Strike grinned at the thrust, and a little pringle of excitement crawled up his spine as he watched the Carlyle party slip into their smooth routine. The girl's crisp commands detailed one man to remain with the bulky equipment. Two more loaded a pair of cathode-bolt guns that looked like baby cannon beside the pistol Strike carried for emergencies.

Two of the others, including the girl, selected weapons that looked very much like the old-fashioned rifles, to be seen now only in museums, that fired lead or steel projectiles, except for a rather large bore and cumbersome breech. Barrows was to work the camera.

"Allen," Gerry snapped, "you circle around to the left. Kranz to the right. As usual, hold your fire unless it's absolutely necessary to prevent the specimen's escape. We'll give you three minutes to get into position."

The two flankers were already moving off into the mist when Strike woke up.

"Wait!" he cracked out. "Come back here. No one must get out of visual touch with me! It's too easy to get permanently lost. Sounds carry far, naturally, but it's impossible for an untrained ear to tell which direction they're coming from in this fog."

Gerry Carlyle's eyes flashed in momentary anger as her commands were countermanded, but the plan of action stood as amended to permit the two flankers to remain within sight of the main body.

Strike had thought that Miss Carlyle's assistants were rather a colorless lot, stooges automatically going through letter-perfect roles, and wondered if they'd be any good if they found themselves suddenly without a leader. But when the party spread out with military precision for the stalk, Tommy Strike had to admit to himself that he had never witnessed a more competent one. They were beautifully trained.

Not a single unnatural sound broke the quiet; not a stick snapped, not a fungus squelched beneath an incautious heel. Even the sucking noises from marshy spots were silenced.
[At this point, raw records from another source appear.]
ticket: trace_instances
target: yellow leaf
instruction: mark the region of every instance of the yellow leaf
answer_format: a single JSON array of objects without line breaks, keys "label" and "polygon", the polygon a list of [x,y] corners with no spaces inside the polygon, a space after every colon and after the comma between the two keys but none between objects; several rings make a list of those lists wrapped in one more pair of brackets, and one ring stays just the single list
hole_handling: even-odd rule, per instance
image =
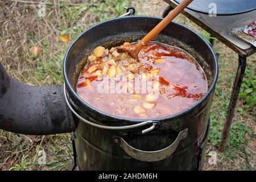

In sixty seconds they slipped into a little clearing and stood gazing with professional curiosity at the doomed shovel-mouth.

It was worth a second look. Fifty feet long and nearly twenty feet wide, it had three pairs of squat, powerful legs ending in enormously spatulate discs. Its hide was a thick, tough grey stuff that gleamed dully with a wet slickness in the half light. But the most surprising feature was the creature's head which, instead of tapering to a point, broadened into a mammoth snout that extended several feet horizontally from mouth-corner to mouth-corner. When placed to the ground it had a ludicrous similarity to the fan-tail vacuum cleaner attachment used to clean upholstered furniture.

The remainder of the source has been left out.